To-day we reach the southernmost boundary of our African journey. To-morrow we go northward and homeward again. We shall come as far as the neighbourhood of Sero, the frontier between the provinces of Sennâr and Fasoql. Our time will not admit of more stay. I have travelled from Chartûm hither with Abeken only. We gave up the desert journey to Mandera, the rather as the eastern regions are now unsafe by reason of the war in Taka. I now employ the time in learning the nature of the river, and the neighbouring country some days’ journey beyond Sennâr. The journey is worth the trouble, for the character of the whole land decidedly changes in soil, vegetation, and animals, on passing Abu Haras, between Chartûm and Sennâr, at the embouchure of the Rahad. It was necessary for me to gain as much personal knowledge of the whole Nile valley, as far up as possible, since the nature of this country, so limited in its width, has more influence than anything else upon the progress of its history.

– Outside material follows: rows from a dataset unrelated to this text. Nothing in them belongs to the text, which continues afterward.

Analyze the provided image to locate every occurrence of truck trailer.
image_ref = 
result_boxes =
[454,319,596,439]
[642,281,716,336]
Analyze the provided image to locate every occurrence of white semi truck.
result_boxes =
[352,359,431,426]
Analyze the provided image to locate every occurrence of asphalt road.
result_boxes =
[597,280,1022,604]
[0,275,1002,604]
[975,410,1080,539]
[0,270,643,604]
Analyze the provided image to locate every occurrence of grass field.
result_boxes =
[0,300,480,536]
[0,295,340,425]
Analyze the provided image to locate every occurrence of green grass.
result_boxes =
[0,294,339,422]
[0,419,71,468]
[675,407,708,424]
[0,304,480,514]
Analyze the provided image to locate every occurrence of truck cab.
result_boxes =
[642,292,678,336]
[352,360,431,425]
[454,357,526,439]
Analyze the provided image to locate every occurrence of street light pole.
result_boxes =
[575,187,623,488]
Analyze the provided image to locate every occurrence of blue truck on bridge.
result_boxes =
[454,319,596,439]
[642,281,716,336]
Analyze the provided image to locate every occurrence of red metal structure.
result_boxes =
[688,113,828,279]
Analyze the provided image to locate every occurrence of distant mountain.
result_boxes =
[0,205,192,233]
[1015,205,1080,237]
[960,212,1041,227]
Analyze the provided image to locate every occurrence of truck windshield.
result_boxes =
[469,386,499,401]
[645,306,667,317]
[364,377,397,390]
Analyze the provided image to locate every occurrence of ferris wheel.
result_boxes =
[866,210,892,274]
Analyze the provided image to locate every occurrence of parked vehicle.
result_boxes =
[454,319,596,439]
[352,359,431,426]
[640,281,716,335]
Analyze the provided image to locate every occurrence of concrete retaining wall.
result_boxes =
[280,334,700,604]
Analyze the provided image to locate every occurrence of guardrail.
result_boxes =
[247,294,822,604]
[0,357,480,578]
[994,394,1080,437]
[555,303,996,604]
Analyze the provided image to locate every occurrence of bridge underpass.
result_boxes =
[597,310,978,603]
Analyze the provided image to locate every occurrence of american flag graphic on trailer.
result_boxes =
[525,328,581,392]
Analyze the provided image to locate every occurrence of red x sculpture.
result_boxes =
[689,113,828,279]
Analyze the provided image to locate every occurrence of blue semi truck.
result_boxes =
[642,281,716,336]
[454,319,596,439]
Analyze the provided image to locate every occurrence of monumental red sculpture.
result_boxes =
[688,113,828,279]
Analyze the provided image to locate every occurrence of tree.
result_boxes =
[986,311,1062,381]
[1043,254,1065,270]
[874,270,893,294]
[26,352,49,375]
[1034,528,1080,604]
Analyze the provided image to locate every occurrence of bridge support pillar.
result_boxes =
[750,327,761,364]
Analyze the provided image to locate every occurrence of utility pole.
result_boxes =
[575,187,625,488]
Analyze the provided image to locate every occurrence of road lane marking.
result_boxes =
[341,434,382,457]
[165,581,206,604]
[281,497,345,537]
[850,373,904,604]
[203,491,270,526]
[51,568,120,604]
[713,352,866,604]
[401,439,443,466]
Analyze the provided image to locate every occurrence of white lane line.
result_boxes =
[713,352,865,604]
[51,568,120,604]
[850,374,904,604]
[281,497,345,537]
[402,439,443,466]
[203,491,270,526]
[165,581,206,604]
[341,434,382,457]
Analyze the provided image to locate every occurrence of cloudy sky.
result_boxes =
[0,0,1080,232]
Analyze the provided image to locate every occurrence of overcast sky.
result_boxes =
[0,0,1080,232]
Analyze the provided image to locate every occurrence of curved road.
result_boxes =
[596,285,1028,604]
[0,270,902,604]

On the White River one cannot journey for more than a few days to the frontier of Mohammed Ali’s conquests, without peculiar preparations and precautions. There are found the Shilluk on the western shore, and on the eastern, the Dinka, both native negro people, who are never the best friends with the northern folk. The Blue River is accessible to a much higher extent, and was, and is now, historically, of more consequence than the White, as it is the channel of communication between the north and Abyssinia. I should like to have proceeded into the province of Fasoql, the last under Egyptian dominion; but that will not tally with our reckoning; so we shall put a period to our southern journey to-night.

But I return in my reports to Dâmer, where I embarked on the 27th of January with Abeken, in the bark of Musa Bey, Ahmed Pasha’s first adjutant, who had kindly placed it at our disposal. We stopped for the night at about eight o’clock in the evening, near the island of Dal Haui. We had obtained a khawass from Emin Pasha, the same who had come hither on the conquering of the country with Ismael Pasha, who had accompanied the Defterdar Bey to Kordofan, (or, according to his pronunciation, Kordifal), who had then journeyed with the same on his errand of vengeance to Shendi for the murder of Ismael, and since then had traversed the whole Sudan in every direction for three and twenty years. He has the most perfect map of these countries in his head, and possesses an astounding memory for names, bearings, and distances, so that I have based two charts upon his remarks, which are not without geographical interest in some parts. He has also been to Mekka, and therefore likes to be addressed as Haggi Ibrahim (Pilgrim Ibrahim.) In other things, too, he has much experience, and will be very useful to us by reason of his long and extended acquaintance with the land.

On the twenty-eighth of January, we stopped about noon at an island called Gomra, as we heard that there were ruins in the vicinity which we should like to see. We had to proceed through a flat arm of the Nile, and ride for an hour on the eastern shore to the north. There at last we found, after passing the villages of Motmár and El Akarid, between a third village, Sagâdi, and a fourth, Genna, the inconsiderable ruins of a place built of bricks, and strewn with broken tiles.

We returned but little satisfied amidst the noon-day heat, and arrived with our bark only just before sunset in Begerauîe, in the neighbourhood of which are situated the pyramids of Meroë. It is remarkable that this place is not mentioned by Cailliaud. He only speaks of the pyramids of Assur, i.e. Sûr, or e’Sûr. The whole plain in which the ruins of the city and the pyramids lie bears the same name; and, besides this, a portion of Begerauîe, which, probably by a slip of the pen, is called Begromi by Hoskins.

Although it was already dark, I rode with Abeken to the pyramids, which stand a short hour’s ride inland, upon the slopes of the low hills that stretch along eastward. The moon alone, which was in its first quarter, sparingly lighted the plain, covered with stones, low underwood, and rushes. After a sharp ride, we came to the foot of a row of pyramids, which rose before us in the form of a crescent, as was rendered necessary by the ground. To the right joins another row of pyramids, a little retreating; a third group lies more to the south in the plains, too far off to be distinguished in the dim moonlight. I tied the bridle of my donkey round a post, and climbed up the first mound of ruins.

The single pyramids are not so exactly placed as in Egypt; yet the ante-chambers, which are here built on to the body of the structures themselves, all lie turned away from the river toward the east, doubtless for the same religious reason which actuated the Egyptians also to turn the entrance of the detached temples before their pyramids to the east, thus river-ward at Gizeh and Saqâra, but the tombs toward the west.